Ele afirma que criou um carinho especial por Chapada e hoje, quando volta para Cuiabá, passa mais tempo lá do que na Capital.

Para ele, sua adolescência foi de descobertas. O artista conta que sempre soube que era homossexual, mas preferiu deixar as coisas acontecerem naturalmente. Ele chegou a namorar com meninas, mas também se aventurou com o mesmo sexo.

“Quando eu me mudei de Cuiabá para Londrina, que primeiro eu fui para lá, eu resolvi que não ia ter mais essa vida dupla, que eu ia me assumir gay. Mas foi muito natural porque nunca ninguém me cobrou nada, meus pais nunca cobraram nada”, revela.

Segundo DaMotta, seus pais nunca se importaram com sua sexualidade e esse tema sempre foi normal na sua casa. Ele nunca precisou ter aquela conversa de “sair do armário” e nem foi cobrado.

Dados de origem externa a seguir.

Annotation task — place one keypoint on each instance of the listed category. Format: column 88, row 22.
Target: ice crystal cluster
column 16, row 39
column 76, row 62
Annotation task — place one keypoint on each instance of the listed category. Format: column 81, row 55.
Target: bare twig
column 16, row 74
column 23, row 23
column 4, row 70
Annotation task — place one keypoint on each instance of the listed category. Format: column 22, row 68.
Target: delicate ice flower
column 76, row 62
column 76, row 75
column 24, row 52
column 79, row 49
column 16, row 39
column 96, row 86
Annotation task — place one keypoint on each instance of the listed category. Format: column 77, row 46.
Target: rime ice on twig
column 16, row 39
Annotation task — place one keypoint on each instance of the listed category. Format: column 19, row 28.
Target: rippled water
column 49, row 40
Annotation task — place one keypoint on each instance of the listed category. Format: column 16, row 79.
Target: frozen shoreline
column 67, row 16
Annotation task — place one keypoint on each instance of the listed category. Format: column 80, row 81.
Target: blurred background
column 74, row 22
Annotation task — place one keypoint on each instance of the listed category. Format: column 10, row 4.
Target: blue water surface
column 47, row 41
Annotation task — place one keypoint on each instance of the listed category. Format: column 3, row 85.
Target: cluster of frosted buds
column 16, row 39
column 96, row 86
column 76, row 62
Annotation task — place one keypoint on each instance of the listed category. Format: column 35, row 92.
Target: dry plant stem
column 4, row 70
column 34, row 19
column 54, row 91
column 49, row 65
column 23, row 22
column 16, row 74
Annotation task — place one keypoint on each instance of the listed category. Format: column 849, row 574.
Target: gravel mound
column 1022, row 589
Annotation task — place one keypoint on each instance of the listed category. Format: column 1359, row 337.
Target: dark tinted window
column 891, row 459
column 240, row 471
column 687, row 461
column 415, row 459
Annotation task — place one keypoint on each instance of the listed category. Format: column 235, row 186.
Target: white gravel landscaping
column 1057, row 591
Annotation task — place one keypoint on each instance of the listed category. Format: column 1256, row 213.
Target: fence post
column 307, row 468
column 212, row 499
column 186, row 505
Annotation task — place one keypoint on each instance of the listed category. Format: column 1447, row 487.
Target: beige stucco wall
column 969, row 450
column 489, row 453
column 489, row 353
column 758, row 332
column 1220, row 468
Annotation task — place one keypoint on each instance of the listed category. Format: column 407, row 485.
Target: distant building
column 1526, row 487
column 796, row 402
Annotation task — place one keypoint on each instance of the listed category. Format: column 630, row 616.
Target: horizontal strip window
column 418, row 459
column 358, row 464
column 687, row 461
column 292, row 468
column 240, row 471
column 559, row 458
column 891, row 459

“Eles sabem, mas nunca tive a necessidade de falar. É isso que eu acho que todo mundo deveria fazer porque ninguém tem nada a ver com a vida sexual da outra pessoa. O que vai mudar? Foi uma coisa muito natural, muito saudável, fui muito bem respeitado”, afirma.

Após morar muitos anos em São Paulo, onde aprendeu a fotografar e começou a trabalhar no mundo da moda, Fábio retornou à Capital mato-grossense e abriu um estúdio de fotografia, em 2013.

“Trabalhando com moda, fiz bastante São Paulo Fashion Week. Eu sempre gostei, tanto é que quando fui montar meu estúdio em Cuiabá, era exclusivamente só para fazer book das bonitas, era bem book de beleza”, relembra.

Ele chegou a fazer algumas exposições fotográficas, mas se sentia limitado e com a sensação de que não conseguiria avançar no seu trabalho morando em Mato Grosso. Outro ponto que o influenciou a morar fora mais uma vez foi a questão da sua sexualidade.

“Tem um lance também da minha vida pessoal, que Cuiabá não combina. Não dá certo ser uma bicha em Cuiabá. Isso é algo que eu sempre sofri, nunca consegui me relacionar com as pessoas”, desabafa.

Apesar disso, foi em Cuiabá que ele desenvolveu seu projeto maior com bondage. Isso abriu as portas para o mundo.

“Um monte de gente queria, me pedia para amarrar no Instagram e comecei a responder essas pessoas falando que eu cobrava. Aí foi que começou a desenvolver essas sessões. Agora, a galera me contrata para fazer esse tipo de trabalho”, diz.

Confira vídeo

Visão no horizonte

Focado em conquistar novos territórios, Fábio já publicou dois livros limitados com o foco em arrecadar fundos para viajar pelo mundo fotografando suas sessões de bondage.

“O primeiro é mega pornográfico, que eu fiz para arrecadar dinheiro para fazer essa tour pela Europa. Eu vendi 600 livros pelo Catarse. Eu faturei uma grana e fui para Europa. Dessa viagem, eu criei outro livro, que eu vendi 280 pelo Catarse, que é para esse projeto da tour América”, revela.

Ele se prepara também para lançar um documentário sobre as suas sessões em outubro. Gravado em Londres com direção do inglês Nish Gera, o filme conta um pouco da sua vida como artista enquanto as cenas mostram como é o trabalho de bondage. Foram três dias de gravação e o filme será lançado em 88 festivais de cinema no mundo.

“Estou muito ansioso, mas estou super feliz. Aconteceram tantas coisas boas esse ano. Estou super ansioso esperando o resultado, mas só pelo teaser já deu para sentir com vai ser. Foi uma super produção e estou animado”, declarou Fábio.

O artista também está estudando ampliar esse projeto para performances. Mas ele conta que já chegou até a amarrar objetos em alguns trabalhos. Porém, não pretende mudar o seu estilo, pois percebe que se encontrou no bondage mais suave.

“Está super legal, acho que o mercado está bacana. Eu ainda não parei para pensar o que vou fazer. Está tão fluido que eu não posso pensar em mudar agora que está pegando fogo”, afirma.